Left victory in Colombia

The electoral victory of Gustavo Petro in Colombia is, without a doubt, one of the most significant political developments in Latin America in the last decade.

     Colombia has traditionally been a stronghold of conservatism. The left and social movements have been routinely devastated for seven decades of unabashed right-wing terror.

     Colombia holds a number of shameful records. It is the most dangerous country in the world in which to be a trade unionist, with more than half the trade unionists killed annually in the world murdered there. It is the country with the biggest internally displaced population: a staggering 8 million. It has one of the worst land distributions in the world, with a Gini coefficient of 0.897 in land distribution and where 0.1 per cent own 59 per cent of the arable land. It is, with Brazil, the most dangerous country in which to be an environmental activist.

     About 1,500 community activists and nearly 400 demobilised guerrillas were assassinated since the peace agreement between the government and FARC-EP guerrillas was signed in 2016.

     These records are the expression of systematic class violence from the tiny oligarchy, with their regional lackeys, against any type of alternative. Four left-wing candidates were murdered before the 1990 elections alone—an election that, had it not been for all these murders, the left wing would in all likelihood have won.

     In the recent election Petro won despite a number of failed attacks against him, while some Petro campaigners were murdered on the election day, including two youths in the Pacific coastal town of Guapi.
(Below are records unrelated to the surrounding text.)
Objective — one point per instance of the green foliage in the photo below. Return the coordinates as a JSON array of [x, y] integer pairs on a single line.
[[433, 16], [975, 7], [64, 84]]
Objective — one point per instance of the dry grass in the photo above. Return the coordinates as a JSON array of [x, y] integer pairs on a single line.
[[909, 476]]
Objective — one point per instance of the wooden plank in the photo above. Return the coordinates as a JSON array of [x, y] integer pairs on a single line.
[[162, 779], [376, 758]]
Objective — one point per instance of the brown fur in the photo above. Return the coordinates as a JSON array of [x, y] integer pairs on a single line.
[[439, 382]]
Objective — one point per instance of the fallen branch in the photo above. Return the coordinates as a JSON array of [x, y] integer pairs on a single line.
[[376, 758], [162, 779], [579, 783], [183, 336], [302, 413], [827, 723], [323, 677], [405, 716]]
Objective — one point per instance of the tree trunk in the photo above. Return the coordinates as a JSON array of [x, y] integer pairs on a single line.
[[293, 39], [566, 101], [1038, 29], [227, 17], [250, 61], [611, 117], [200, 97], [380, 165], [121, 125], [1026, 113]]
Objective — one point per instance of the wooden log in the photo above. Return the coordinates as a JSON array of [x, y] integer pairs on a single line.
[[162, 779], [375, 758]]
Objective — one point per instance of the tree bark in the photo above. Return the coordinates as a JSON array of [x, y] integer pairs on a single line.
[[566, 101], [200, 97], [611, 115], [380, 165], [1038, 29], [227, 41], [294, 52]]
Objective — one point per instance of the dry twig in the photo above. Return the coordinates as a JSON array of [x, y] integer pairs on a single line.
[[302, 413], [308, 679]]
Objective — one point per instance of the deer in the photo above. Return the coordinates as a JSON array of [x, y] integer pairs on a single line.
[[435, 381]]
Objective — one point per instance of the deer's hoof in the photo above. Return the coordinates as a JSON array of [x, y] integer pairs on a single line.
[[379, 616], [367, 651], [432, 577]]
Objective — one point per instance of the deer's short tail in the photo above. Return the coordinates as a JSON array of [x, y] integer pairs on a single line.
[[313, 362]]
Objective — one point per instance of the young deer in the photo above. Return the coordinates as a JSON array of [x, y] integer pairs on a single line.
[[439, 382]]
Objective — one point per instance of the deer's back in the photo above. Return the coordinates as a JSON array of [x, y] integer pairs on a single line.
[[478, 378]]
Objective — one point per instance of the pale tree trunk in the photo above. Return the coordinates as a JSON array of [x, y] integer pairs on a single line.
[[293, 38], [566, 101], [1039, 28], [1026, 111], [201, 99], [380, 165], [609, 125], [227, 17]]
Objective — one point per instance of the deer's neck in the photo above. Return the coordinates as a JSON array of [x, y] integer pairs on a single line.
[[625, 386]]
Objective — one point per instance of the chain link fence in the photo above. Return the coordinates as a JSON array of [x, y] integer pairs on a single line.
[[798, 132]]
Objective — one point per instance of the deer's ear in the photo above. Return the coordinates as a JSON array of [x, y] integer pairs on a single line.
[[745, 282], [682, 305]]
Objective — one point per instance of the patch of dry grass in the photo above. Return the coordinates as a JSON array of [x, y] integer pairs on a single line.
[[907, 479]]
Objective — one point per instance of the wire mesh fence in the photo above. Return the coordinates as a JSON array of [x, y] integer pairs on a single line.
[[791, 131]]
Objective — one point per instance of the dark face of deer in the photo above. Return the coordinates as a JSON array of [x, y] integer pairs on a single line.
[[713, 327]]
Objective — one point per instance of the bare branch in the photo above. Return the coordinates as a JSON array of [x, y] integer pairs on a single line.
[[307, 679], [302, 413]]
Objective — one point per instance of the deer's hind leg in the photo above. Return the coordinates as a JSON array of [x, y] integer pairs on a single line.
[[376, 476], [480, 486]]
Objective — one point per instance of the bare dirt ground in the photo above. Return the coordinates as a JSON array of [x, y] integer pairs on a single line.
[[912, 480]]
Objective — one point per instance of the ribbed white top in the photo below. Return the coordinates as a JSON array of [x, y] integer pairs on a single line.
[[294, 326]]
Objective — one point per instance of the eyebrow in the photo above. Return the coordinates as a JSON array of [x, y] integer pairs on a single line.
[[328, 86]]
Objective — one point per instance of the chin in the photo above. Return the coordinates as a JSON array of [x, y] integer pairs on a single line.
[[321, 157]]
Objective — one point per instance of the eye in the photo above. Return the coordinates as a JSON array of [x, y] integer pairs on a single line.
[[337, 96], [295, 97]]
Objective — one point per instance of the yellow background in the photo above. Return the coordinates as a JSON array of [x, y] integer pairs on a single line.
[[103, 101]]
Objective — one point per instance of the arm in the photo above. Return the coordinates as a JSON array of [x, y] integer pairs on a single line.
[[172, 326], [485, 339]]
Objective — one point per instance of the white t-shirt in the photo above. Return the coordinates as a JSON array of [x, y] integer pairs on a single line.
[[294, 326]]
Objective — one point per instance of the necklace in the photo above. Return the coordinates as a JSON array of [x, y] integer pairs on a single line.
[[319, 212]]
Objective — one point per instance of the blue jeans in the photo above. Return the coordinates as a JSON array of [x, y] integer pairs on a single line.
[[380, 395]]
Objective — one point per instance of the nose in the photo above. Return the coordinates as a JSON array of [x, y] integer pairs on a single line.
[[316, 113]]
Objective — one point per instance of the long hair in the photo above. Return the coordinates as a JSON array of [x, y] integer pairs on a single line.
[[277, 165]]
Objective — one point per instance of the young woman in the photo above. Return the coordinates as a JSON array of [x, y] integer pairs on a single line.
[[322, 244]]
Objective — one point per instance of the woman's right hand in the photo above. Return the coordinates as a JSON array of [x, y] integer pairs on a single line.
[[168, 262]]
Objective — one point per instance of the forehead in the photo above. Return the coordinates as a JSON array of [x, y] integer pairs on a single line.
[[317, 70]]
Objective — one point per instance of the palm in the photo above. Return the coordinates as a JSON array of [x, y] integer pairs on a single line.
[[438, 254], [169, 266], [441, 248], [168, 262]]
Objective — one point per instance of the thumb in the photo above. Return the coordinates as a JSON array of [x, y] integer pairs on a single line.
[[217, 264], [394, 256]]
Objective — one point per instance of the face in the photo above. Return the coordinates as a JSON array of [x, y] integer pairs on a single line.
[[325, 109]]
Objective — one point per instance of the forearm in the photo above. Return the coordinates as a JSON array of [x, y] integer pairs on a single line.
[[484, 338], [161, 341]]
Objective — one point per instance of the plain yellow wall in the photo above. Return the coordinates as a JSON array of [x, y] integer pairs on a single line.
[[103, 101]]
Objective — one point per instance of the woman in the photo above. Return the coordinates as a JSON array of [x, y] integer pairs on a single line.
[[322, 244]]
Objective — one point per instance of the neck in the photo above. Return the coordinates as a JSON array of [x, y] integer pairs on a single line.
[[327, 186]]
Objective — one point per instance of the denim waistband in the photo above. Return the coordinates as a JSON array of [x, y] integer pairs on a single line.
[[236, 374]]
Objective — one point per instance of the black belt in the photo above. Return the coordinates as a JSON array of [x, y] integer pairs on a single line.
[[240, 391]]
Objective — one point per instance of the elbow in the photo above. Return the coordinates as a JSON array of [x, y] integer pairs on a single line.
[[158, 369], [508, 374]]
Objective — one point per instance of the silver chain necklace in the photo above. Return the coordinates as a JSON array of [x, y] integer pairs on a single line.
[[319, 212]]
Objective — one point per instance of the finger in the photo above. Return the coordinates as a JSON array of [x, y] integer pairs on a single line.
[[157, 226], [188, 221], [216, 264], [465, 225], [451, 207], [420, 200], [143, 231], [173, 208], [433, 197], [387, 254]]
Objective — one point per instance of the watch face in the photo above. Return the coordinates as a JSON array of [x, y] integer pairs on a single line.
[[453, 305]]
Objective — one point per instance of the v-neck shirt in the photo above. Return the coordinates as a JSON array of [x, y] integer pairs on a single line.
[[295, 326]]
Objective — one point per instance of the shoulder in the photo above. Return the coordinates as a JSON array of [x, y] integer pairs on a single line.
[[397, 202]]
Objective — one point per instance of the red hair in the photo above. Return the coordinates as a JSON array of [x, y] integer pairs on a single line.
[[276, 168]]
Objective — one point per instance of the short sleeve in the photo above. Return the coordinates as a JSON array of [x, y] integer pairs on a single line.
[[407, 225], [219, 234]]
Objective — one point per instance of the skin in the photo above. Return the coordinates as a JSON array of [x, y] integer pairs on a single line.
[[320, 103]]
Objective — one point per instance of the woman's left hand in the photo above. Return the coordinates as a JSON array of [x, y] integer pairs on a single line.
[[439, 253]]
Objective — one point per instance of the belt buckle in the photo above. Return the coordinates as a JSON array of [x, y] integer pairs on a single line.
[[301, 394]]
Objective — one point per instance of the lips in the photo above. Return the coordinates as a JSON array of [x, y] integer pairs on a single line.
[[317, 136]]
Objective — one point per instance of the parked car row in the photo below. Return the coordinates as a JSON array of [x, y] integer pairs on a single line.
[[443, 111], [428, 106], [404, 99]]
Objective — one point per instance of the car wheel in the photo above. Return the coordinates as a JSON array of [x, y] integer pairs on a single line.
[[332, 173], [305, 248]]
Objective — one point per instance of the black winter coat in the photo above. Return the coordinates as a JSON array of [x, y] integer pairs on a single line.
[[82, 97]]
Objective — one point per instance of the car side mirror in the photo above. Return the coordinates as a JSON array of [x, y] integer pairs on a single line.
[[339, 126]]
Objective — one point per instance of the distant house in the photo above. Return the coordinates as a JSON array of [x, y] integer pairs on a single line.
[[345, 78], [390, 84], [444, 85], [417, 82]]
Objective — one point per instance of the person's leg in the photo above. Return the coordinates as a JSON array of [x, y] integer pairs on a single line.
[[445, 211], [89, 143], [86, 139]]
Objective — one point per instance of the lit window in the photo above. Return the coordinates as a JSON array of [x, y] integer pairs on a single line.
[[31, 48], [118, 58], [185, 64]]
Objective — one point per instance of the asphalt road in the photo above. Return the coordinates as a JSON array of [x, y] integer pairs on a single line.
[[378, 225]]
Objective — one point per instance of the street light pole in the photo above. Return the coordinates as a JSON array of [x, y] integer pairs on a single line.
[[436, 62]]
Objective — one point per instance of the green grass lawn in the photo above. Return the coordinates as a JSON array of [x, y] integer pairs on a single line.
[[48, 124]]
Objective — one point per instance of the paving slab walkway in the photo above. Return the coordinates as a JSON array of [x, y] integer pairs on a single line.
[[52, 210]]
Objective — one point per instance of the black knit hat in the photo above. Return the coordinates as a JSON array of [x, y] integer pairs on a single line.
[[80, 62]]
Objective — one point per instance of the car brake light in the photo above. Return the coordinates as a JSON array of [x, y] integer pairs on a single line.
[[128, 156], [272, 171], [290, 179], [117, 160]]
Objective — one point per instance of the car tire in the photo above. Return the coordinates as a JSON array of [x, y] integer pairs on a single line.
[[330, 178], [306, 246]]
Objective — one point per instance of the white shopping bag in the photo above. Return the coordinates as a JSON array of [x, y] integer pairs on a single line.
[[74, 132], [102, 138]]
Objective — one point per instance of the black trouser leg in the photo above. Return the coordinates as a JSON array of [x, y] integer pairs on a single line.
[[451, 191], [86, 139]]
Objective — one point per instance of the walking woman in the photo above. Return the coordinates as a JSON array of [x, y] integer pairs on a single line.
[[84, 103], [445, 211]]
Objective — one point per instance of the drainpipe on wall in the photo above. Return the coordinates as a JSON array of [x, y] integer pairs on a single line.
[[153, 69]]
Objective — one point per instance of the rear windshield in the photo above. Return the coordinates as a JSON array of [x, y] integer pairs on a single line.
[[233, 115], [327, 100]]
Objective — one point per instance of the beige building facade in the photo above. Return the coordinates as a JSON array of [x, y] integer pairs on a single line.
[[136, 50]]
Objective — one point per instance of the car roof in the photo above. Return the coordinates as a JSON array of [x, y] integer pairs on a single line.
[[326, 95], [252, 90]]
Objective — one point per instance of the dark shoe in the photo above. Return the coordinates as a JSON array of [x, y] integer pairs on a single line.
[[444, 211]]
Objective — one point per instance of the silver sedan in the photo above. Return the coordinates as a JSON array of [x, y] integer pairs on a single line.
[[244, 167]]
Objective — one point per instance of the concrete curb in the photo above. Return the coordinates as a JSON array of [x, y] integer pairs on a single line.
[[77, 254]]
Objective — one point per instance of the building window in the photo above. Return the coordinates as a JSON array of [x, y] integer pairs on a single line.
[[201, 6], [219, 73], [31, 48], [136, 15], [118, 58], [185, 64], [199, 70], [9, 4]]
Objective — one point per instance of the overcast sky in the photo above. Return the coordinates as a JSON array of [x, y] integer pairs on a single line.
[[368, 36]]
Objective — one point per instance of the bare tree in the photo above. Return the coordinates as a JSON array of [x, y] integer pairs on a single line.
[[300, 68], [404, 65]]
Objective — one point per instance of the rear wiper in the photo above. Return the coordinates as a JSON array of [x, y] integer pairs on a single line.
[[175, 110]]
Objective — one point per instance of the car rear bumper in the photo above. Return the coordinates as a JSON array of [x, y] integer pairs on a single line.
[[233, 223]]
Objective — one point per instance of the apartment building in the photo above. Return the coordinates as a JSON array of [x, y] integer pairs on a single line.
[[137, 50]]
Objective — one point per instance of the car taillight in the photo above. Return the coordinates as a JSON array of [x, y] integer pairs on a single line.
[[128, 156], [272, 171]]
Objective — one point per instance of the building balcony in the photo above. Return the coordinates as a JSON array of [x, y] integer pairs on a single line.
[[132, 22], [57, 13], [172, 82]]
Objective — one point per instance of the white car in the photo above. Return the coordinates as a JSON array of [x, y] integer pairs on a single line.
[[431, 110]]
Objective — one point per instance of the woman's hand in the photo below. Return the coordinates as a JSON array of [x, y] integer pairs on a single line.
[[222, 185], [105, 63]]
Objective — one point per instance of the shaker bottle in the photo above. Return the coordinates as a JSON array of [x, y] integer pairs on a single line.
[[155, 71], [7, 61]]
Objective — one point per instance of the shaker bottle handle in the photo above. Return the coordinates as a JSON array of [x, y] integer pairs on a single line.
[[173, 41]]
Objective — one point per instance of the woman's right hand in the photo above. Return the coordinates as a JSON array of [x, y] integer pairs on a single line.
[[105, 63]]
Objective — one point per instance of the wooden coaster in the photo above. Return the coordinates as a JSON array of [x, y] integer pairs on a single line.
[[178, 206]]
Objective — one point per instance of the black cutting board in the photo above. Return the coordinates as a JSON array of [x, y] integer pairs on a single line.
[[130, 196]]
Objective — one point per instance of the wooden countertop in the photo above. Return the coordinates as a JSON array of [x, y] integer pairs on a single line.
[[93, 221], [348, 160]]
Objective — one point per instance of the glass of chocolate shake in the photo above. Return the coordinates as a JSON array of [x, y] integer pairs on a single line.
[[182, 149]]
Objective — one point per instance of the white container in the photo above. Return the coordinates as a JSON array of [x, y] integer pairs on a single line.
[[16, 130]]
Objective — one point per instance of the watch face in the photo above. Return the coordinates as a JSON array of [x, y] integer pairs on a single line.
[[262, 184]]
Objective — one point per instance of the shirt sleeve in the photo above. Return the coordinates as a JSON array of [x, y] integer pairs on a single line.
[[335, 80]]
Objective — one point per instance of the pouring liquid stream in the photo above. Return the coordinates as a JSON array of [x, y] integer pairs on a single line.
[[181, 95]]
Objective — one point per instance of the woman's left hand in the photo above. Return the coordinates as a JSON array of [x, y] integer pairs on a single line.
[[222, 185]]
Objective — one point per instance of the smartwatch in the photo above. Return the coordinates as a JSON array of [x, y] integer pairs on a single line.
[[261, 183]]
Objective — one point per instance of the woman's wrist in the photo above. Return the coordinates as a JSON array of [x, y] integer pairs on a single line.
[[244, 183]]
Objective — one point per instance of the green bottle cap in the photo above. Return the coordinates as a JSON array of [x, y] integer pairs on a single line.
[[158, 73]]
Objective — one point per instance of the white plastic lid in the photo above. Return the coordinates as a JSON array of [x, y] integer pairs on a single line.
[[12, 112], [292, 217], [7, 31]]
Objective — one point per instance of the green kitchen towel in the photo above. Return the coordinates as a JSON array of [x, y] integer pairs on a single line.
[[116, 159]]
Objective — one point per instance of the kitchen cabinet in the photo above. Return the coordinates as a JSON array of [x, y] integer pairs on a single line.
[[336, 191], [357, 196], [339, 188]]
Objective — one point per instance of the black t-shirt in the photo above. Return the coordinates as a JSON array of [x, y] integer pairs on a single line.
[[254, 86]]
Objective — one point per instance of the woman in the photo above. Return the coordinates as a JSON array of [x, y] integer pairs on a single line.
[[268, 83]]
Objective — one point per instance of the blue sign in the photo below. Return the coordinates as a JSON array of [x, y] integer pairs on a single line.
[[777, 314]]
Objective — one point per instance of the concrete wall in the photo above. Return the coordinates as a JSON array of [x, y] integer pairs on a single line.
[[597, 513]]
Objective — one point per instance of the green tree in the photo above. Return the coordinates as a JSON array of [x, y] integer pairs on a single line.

     Not surprisingly, Colombia has also been the most closely aligned country to US imperialism in the region. The various Colombian governments for the past decades have slavishly followed all Washington’s dictates. Colombia was the only country to participate in the Korean war in the 1950s; it is the only NATO “ally” in the region; it has served as a platform for destabilising and launching putschist adventures into neighbouring Venezuela; and it has massacred thousands of its own citizens to comply with the US-decreed so-called war on drugs.

     Colombia has been the scene of one of the biggest US military interventions outside the Middle East: “Plan Colombia,” a counter-insurgent operation designed to attack left-wing guerrillas with the excuse of counter-narcotics operations.

     With ten US military bases, Colombia is the third-largest recipient of US military aid (after Israel and Egypt, with Ukraine possibly competing right now).

     Colombia has one of the biggest armies in the hemisphere. Its combined forces—including a militarised police—amount to nearly half a million people. This is not counting the paramilitary tentacles that are often in collusion, if not in open connivance, with the official army. It is no coincidence that one of the first political responses to Petro’s triumph was the resignation of the Colombian ambassador to the United States.

     The importance of the triumph of Petro, therefore, cannot be overstated. This is the expression of a long-brewing malaise against the regime, growing from the very entrails of society. The support for Petro came from those long forgotten, ignored, marginalised: smallholders, indigenous, the urban poor, the black population, impoverished middle classes—all those who had been at the receiving end of the regime’s policies and violence.

     This electoral triumph is the result of the cycle of protests that shook Colombia and its oligarchic peace between 2019 and 2021, which were themselves the expression of a long cycle of protest, which began with the indigenous and sugar workers’ mass protests in 2008.

     Petro won’t have it easy. He assumes power in a country that suffers from endemic dependence on the United States, a country that is broke, with massive inequalities and a rekindled armed conflict. He will face the fierce opposition of the oligarchic politicians who are entrenched in the parliament but also in all the branches and apparatus of the state. His government will face the structural and violent racism of an elite that despises Francia Márquez, an Afro-Colombian activist who has become vice-president.

     This opposition, judging from experience, will not be merely legal but will be willing to mobilise its paramilitary armies to oppose progressive measures.

     Petro, however, has the opportunity to launch a process of change that should go beyond his four-year term, one that depends largely on the power of social mobilisation. None of the challenges he faces will be solved by decree. Redistributive measures regarding the land question and the massive inequalities in the country, developing a sovereign national policy that respects the independence of Colombia’s neighbours, transforming a largely extractive economy into a productive and sustainable one, giving priority to resources to guarantee infrastructure and social services, as opposed to war, a renewed political solution to the continuing armed conflict—they will require both popular mobilisation and political resolve.

     While some of Petro’s political supporters are already whispering about political moderation, he would better listen to the protest rumbles on the streets.

     What has happened in Colombia is nothing short of historic. The “Israel of Latin America”—as the oligarch and former president Juan Manuel Santos fondly described Colombia—received a massive blow, and has begun to change already.